The Common Principles of Slow Food and Slow Medicine

This article was first published in The Huffington Post on October 27, 2014

Across the world, we are realizing — both individually and collectively — that our obsession with speed is wearing us down, undermining the quality of our lives, and otherwise making us sick. The Slow Food movement has been at the forefront of the global cry for a desperately-needed paradigm shift, with the injunctive not to throw away modern comforts, but rather, to use them consciously and wisely. I was delighted to speak with Richard McCarthy, Executive Director of Slow Food USA, about the common principles of Slow Food and Slow Medicine. Here are excerpts from our conversation.

Michael Finkelstein, MD: How did we end up going from thousands of years of eating whole and hearty food from the earth, to eating pre-packaged, processed, and fast food?

Richard McCarthy: There is so much to celebrate with the rise of modernity: a social contract that delivers remarkable comfort, hygiene, personal safety and social stability in exchange for trade-offs. Some of these are reasonable: We juggle personal liberty in exchange for community good. However, when taken to ultimate, if not extreme, conclusions, it leads to an unstoppable desire for convenience.

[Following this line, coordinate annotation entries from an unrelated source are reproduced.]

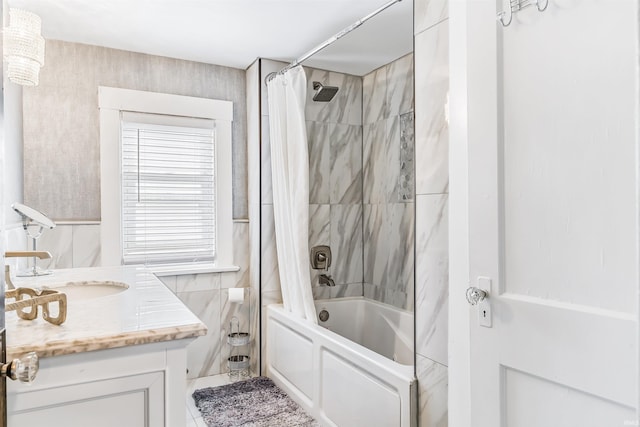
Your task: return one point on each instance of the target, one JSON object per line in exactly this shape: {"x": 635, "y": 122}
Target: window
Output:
{"x": 166, "y": 180}
{"x": 168, "y": 193}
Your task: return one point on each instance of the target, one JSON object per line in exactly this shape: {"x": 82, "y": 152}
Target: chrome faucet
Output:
{"x": 325, "y": 279}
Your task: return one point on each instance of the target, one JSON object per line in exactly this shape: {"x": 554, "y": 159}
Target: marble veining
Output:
{"x": 432, "y": 129}
{"x": 345, "y": 164}
{"x": 346, "y": 243}
{"x": 374, "y": 93}
{"x": 433, "y": 387}
{"x": 406, "y": 176}
{"x": 147, "y": 312}
{"x": 319, "y": 140}
{"x": 381, "y": 160}
{"x": 399, "y": 88}
{"x": 432, "y": 273}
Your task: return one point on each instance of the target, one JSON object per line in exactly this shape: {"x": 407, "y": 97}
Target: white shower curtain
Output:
{"x": 290, "y": 170}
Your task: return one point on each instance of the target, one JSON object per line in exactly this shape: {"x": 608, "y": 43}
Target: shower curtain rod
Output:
{"x": 331, "y": 40}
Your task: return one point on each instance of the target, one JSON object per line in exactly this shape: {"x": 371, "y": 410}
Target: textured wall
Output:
{"x": 61, "y": 120}
{"x": 388, "y": 191}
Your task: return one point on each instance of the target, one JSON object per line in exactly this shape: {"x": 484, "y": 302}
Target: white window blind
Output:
{"x": 168, "y": 189}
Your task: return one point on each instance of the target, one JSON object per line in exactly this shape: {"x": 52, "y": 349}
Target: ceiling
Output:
{"x": 234, "y": 33}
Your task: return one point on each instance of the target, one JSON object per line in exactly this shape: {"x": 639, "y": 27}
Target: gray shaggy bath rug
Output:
{"x": 256, "y": 402}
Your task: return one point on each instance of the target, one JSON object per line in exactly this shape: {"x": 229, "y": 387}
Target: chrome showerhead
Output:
{"x": 324, "y": 93}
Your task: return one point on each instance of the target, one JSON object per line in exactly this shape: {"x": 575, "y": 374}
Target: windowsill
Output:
{"x": 180, "y": 269}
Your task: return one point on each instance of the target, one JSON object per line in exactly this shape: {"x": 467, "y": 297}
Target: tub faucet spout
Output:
{"x": 325, "y": 279}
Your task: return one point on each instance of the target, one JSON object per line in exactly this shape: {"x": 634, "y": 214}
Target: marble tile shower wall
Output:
{"x": 388, "y": 201}
{"x": 432, "y": 179}
{"x": 334, "y": 132}
{"x": 335, "y": 186}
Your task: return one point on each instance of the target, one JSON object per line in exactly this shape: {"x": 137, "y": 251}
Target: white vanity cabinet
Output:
{"x": 118, "y": 360}
{"x": 136, "y": 386}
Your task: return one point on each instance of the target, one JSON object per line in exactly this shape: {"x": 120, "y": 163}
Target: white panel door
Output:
{"x": 552, "y": 101}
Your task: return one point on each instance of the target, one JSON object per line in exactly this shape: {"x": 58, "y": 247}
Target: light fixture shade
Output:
{"x": 23, "y": 47}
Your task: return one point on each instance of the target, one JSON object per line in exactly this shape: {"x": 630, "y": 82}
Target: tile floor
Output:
{"x": 194, "y": 418}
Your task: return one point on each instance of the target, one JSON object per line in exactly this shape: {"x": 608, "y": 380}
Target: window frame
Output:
{"x": 112, "y": 102}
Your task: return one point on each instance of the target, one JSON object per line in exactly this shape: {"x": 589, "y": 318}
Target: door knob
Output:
{"x": 476, "y": 295}
{"x": 23, "y": 370}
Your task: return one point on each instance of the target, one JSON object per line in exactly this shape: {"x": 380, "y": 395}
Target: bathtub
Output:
{"x": 354, "y": 369}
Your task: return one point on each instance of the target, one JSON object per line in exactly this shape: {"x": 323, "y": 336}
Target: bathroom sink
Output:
{"x": 89, "y": 290}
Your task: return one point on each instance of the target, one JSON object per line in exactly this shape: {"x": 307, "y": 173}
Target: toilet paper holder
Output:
{"x": 238, "y": 362}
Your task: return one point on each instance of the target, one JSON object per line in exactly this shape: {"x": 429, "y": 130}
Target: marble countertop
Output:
{"x": 146, "y": 312}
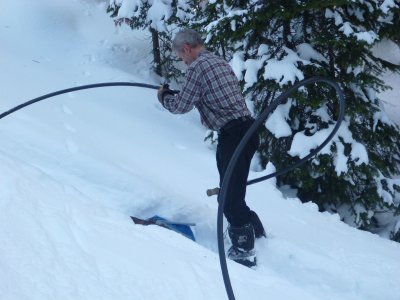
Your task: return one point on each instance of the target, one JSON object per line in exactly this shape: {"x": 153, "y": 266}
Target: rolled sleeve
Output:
{"x": 187, "y": 98}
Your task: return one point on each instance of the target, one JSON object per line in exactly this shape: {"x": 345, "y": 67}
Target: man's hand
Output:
{"x": 162, "y": 91}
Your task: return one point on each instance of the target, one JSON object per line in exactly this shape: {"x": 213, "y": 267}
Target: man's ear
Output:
{"x": 187, "y": 48}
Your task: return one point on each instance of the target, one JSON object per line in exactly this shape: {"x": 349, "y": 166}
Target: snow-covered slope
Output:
{"x": 74, "y": 168}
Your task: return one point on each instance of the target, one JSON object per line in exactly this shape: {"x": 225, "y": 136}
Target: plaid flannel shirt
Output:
{"x": 212, "y": 87}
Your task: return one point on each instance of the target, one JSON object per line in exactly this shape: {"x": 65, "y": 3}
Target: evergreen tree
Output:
{"x": 161, "y": 17}
{"x": 272, "y": 44}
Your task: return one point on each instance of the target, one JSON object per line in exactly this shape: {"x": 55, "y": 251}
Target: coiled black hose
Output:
{"x": 228, "y": 174}
{"x": 222, "y": 194}
{"x": 77, "y": 88}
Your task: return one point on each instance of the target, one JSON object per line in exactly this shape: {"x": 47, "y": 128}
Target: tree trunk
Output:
{"x": 156, "y": 51}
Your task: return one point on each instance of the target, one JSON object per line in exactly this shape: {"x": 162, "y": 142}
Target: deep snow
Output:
{"x": 74, "y": 168}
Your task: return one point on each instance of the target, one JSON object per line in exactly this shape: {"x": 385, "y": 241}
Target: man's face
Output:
{"x": 187, "y": 55}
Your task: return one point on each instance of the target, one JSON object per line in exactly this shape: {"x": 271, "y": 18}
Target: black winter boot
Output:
{"x": 259, "y": 230}
{"x": 242, "y": 249}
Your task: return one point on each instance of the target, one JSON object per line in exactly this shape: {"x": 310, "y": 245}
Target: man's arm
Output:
{"x": 189, "y": 95}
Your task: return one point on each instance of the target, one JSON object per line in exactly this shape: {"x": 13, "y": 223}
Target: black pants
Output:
{"x": 236, "y": 211}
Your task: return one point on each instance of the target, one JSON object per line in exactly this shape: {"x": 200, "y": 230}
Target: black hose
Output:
{"x": 78, "y": 88}
{"x": 238, "y": 151}
{"x": 232, "y": 163}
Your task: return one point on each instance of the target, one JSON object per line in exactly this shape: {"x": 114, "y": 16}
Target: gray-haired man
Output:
{"x": 212, "y": 87}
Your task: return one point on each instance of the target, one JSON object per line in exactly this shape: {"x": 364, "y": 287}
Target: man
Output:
{"x": 212, "y": 87}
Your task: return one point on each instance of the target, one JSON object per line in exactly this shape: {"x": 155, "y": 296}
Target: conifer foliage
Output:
{"x": 161, "y": 17}
{"x": 271, "y": 45}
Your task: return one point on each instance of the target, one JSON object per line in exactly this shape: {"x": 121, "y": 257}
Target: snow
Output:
{"x": 74, "y": 168}
{"x": 307, "y": 52}
{"x": 276, "y": 122}
{"x": 284, "y": 70}
{"x": 389, "y": 51}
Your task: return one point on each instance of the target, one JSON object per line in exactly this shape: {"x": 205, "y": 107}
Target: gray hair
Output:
{"x": 186, "y": 36}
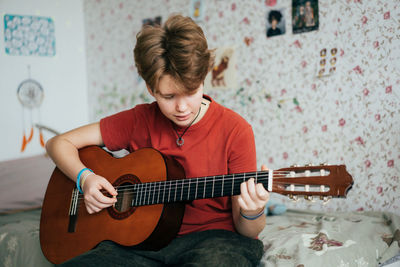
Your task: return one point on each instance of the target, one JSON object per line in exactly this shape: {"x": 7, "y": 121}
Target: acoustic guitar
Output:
{"x": 152, "y": 193}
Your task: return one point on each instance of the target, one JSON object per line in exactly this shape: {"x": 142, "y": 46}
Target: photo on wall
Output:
{"x": 275, "y": 22}
{"x": 29, "y": 36}
{"x": 305, "y": 15}
{"x": 197, "y": 10}
{"x": 223, "y": 74}
{"x": 152, "y": 21}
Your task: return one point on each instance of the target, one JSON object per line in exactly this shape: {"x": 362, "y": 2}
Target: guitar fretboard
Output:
{"x": 190, "y": 189}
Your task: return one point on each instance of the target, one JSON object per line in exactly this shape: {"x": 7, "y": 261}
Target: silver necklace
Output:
{"x": 179, "y": 140}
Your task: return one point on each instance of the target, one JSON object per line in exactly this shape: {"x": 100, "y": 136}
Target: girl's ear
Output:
{"x": 149, "y": 89}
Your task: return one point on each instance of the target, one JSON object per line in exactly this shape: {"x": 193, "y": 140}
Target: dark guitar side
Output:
{"x": 148, "y": 227}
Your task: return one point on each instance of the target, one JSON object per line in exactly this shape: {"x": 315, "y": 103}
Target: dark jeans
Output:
{"x": 208, "y": 248}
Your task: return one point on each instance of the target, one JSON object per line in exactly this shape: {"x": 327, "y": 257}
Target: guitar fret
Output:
{"x": 153, "y": 193}
{"x": 222, "y": 191}
{"x": 233, "y": 182}
{"x": 204, "y": 188}
{"x": 141, "y": 191}
{"x": 158, "y": 195}
{"x": 169, "y": 191}
{"x": 176, "y": 189}
{"x": 212, "y": 192}
{"x": 189, "y": 190}
{"x": 197, "y": 183}
{"x": 136, "y": 195}
{"x": 164, "y": 192}
{"x": 183, "y": 182}
{"x": 145, "y": 192}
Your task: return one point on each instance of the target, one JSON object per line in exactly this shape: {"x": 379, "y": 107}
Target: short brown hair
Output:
{"x": 178, "y": 49}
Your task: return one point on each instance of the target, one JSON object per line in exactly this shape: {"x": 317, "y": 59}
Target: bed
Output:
{"x": 294, "y": 238}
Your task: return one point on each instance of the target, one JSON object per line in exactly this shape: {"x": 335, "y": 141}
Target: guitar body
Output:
{"x": 64, "y": 236}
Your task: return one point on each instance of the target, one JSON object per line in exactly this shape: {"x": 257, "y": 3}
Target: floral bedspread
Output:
{"x": 19, "y": 240}
{"x": 304, "y": 238}
{"x": 295, "y": 238}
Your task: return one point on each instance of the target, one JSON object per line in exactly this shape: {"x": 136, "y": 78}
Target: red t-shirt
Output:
{"x": 222, "y": 142}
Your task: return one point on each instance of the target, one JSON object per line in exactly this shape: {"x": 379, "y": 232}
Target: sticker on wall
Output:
{"x": 152, "y": 21}
{"x": 30, "y": 94}
{"x": 305, "y": 15}
{"x": 276, "y": 22}
{"x": 197, "y": 10}
{"x": 223, "y": 75}
{"x": 327, "y": 62}
{"x": 29, "y": 36}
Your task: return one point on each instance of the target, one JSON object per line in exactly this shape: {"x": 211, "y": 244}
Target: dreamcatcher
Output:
{"x": 30, "y": 94}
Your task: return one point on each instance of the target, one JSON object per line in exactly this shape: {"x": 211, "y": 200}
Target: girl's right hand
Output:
{"x": 95, "y": 200}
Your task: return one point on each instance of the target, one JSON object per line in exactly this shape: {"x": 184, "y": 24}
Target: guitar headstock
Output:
{"x": 323, "y": 181}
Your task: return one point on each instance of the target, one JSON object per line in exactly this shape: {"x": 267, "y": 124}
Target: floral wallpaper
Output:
{"x": 351, "y": 117}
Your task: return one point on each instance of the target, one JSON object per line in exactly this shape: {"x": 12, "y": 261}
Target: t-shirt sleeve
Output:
{"x": 116, "y": 130}
{"x": 242, "y": 152}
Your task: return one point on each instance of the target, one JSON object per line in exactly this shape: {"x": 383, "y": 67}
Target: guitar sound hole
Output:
{"x": 123, "y": 207}
{"x": 124, "y": 198}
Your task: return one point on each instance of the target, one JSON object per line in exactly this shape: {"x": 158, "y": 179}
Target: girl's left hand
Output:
{"x": 253, "y": 197}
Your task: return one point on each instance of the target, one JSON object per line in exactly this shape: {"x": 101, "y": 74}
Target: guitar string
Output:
{"x": 201, "y": 179}
{"x": 146, "y": 198}
{"x": 226, "y": 177}
{"x": 179, "y": 185}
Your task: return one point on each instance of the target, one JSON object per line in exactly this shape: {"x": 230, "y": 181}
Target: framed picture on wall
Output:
{"x": 152, "y": 21}
{"x": 275, "y": 22}
{"x": 305, "y": 15}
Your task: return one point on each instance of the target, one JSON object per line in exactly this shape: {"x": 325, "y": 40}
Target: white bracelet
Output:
{"x": 84, "y": 178}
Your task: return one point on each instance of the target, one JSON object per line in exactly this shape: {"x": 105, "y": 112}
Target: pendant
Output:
{"x": 180, "y": 141}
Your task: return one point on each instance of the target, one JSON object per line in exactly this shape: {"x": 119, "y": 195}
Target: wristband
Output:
{"x": 252, "y": 217}
{"x": 78, "y": 179}
{"x": 83, "y": 179}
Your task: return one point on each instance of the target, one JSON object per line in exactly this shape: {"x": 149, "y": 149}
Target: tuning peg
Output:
{"x": 293, "y": 197}
{"x": 325, "y": 199}
{"x": 309, "y": 198}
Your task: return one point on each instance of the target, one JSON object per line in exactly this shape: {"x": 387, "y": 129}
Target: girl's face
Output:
{"x": 177, "y": 105}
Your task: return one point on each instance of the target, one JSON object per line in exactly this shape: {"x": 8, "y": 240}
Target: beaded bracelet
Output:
{"x": 78, "y": 179}
{"x": 252, "y": 217}
{"x": 83, "y": 179}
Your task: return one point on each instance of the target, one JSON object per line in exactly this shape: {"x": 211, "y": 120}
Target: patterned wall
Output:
{"x": 351, "y": 117}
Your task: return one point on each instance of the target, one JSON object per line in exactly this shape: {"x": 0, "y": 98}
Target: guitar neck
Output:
{"x": 191, "y": 189}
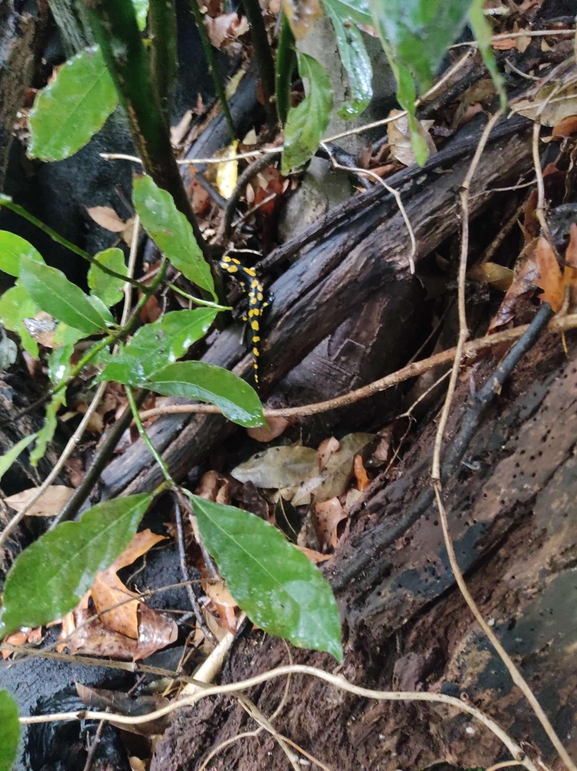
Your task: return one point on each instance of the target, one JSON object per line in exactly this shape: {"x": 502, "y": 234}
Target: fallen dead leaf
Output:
{"x": 107, "y": 218}
{"x": 276, "y": 427}
{"x": 400, "y": 137}
{"x": 360, "y": 473}
{"x": 52, "y": 500}
{"x": 329, "y": 514}
{"x": 327, "y": 448}
{"x": 550, "y": 278}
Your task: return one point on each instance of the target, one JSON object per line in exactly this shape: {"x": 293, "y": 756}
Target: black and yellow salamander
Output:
{"x": 252, "y": 286}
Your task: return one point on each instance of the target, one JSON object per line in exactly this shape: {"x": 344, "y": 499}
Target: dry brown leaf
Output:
{"x": 360, "y": 473}
{"x": 314, "y": 556}
{"x": 107, "y": 218}
{"x": 301, "y": 14}
{"x": 329, "y": 514}
{"x": 565, "y": 127}
{"x": 108, "y": 590}
{"x": 550, "y": 278}
{"x": 526, "y": 273}
{"x": 52, "y": 500}
{"x": 400, "y": 137}
{"x": 276, "y": 427}
{"x": 327, "y": 448}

As a result, we construct systems that obscure the costs of the benefits of safety and convenience: ecological, health, economic and social. Here in the heart of the fast world, it is no longer possible to hide the once hidden effects of ecological degradation, chronic diseases, loneliness, and stress.

MF: How is the fast food craze related to our obsession with fast cars, medical quick fixes, and other forms of immediate gratification?

RM: Much of this refers to our primordial desire to gain control over our environment. Early in the 20th century, bicycles earned the nickname of “scorchers,” because they were so fast. Today, they are symbols of living life in the slow lane. We tend to marvel at our extraordinary feats of defying the laws of gravity and the rhythm of our planet. All of it is based upon a belief that all innovation is good. If you don’t like it, get out of the way. Otherwise, the forces of change will run you over. All change is good. It’s a peculiar world-view that makes fetish of all things new and young.

However, appeals to the past — when things were simpler and happier — always yield new and often strange interpretations of the past. We must find ways to celebrate traditional knowledge, in gastronomy and medicine, and blend them with the marvelous achievements of today: pluralism, the rights of those who in the past were pushed to the margins, and so forth.

MF: How have our bodies and minds adapted to the fast food reality, to the point that we crave empty calories and chemicals that actually break down our systems?

RM: We crave empty calories that yield immediate perks, in part, because we do not have confidence in the long-term. The immediate satisfaction of cigarettes on frontlines during wartime is itself a recognition that there may be no tomorrow. Similarly, we have become a society that delivers less and less long-term stability and security, so we eat accordingly.

I am not aware of any evidence that we have adapted to this fast life of eating empty calories. On the contrary, chronic diseases seem to be catching up with us. We may have believed that we could manage and thrive beneath the tyranny of food that is cheap and fast. Alice Waters describes our situation as though we live in captivity. We are addicted to our empty calories, and even though we know deep down this is not good, we cannot loosen its grip on our lives.

MF: A Slow Medicine model connects the dots between our physical symptoms and our food choices, relationship dynamics, spiritual practices, air quality, work environments, and so on. What do you see as the link between food, workers, animals, community, planet, economy, and individual health or disease?

RM: In nearly every television advertisement I notice these days, we consumers, ie patients, are encouraged to ask our doctors to consider prescribing brand medicines that they have not had the wisdom to prescribe. This strange consumer-driven, or pharma-driven, medicine utilizes our desire to gain control and choice but does so in a cynical and manipulative manner. With choice, we gain control. Right?

This impulse is understandable and is reinforced by the prevailing world-view: that we consumers should have the opportunity to choose among a prescribed menu of options. However, what happens when we choose an item that’s “off the menu”? What if we choose preventative methods, as opposed to the interventions available from large pharmaceutical companies?

In our mad dash towards instant gratification and easy comfort, we continue to consume empty calories that yield chronic diseases that we address pharmaceutical interventions. This cycle of illness, whereby we treat symptoms instead of root causes, places us as families and individuals in positions of weakness and dependency — a far cry from the control and choice we desire and that we are told that we are enjoying. If instead, we resist the predictable and “fast” path and begin to take control over our lives — disengage from eating out at the drop of a hat, pick up old recipes and prepare meals with others, purchase fresh ingredients, grow gardens — something amazing starts to happen. You begin to see the world differently.

Instead of living in a perpetual state of crisis management, whereby each immediate problem is related only to an immediate action, you start to draw connections between individual, incremental steps and the larger whole. Is this easy? No. Our lives are out of control. Financial pressures, time pressures and fear overwhelm us. And yet, I meet individuals, families and communities that are showing signs of abandoning this dominant way of living and are beginning to embrace something new. It’s based on old ideas of community, balance, and common sense.